Le deuxième tome de cette trilogie débute treize ans après la fin du premier volet, en compagnie d’Israël Horswooth.C’est à nouveau le frère de Conrad Horswooth qui alimente cette longue narration en voix-off, mais il ne s’attèle plus à raconter les péripéties de son frère, mais bel et bien sa propre aventure. Antoine Ozanam délaisse en effet le sinistre manoir pour proposer un road-movie aux allures de western, racontant la quête d’Israël, lancé à la poursuite du Mal et de toutes forces occultes. Ce voyage solitaire parsemé d’embûches et de surprises, permet de faire plus ample connaissance avec le narrateur du premier tome. C’est avec grand intérêt que le lecteur suit le parcours de cet homme qui affronte les manifestations maléfiques qui tourmentent les gens qu’il croise, mais qui doit également affronter ses propres démons. Le rythme est légèrement plus soutenu que lors de la mise en place et le suspense monte en puissance jusqu’à ce final qui donne une nouvelle fois envie de vite découvrir la suite.
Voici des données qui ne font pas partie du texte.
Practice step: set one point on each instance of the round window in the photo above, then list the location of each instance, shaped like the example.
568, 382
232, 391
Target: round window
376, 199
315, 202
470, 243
Au niveau du graphisme, le dessin de Connor Willumsen est légèrement moins hachuré et moins séduisant que celui d’Alberto Pagliaro, mais la transition entre ces deux styles qui opèrent dans le même registre est finalement assez fluide. Le changement radical de décor et le renouvellement du casting sont d’ailleurs là pour faciliter la transition graphique entre les deux dessinateurs. Et au niveau de l’atmosphère, le lecteur ressort une nouvelle fois ravi de cette lecture.
Après la chasse au Mal du tome précédent, le lecteur a tout d’abord droit à la confrontation tant attendue entre Israël Horswooth et Pandora. Si le début de la confrontation tient toutes ses promesses et propulse le narrateur de cette saga au cœur même du monde de sa maléfique opposante, la suite devient malheureusement plus brouillonne. En mêlant dimensions parallèles, ectoplasmes, doubles/reflets, changements d’époque et failles temporelles, Antoine Ozanam semble vouloir en faire de trop et, si Israël Horswooth commence à douter de sa propre réalité, le lecteur, lui, a du mal à tenir le fil de l’histoire. Si je n’ai pas su apprécier cette recrudescence du fantastique et cette complexification de l’intrigue, je ne suis pas non plus fan de la conclusion. Vraiment dommage !Au niveau du graphisme, on a de nouveau droit à un changement de décor et de dessinateur. C’est cette fois Bandini, déjà associé à Ozanam sur « Face contre ciel » qui s’occupe du dessin, dans un style graphique qui se marie en douceur avec celui de son prédécesseur et avec quelques belles trouvailles au niveau des changements d’apparences.
Bref, première petite déception sur un scénario d’Ozanam lors de cette conclusion. Mais comme j’ai apprécié le reste de la saga, je me réjouis tout de même de l’annonce d’un deuxième cycle de trois tomes.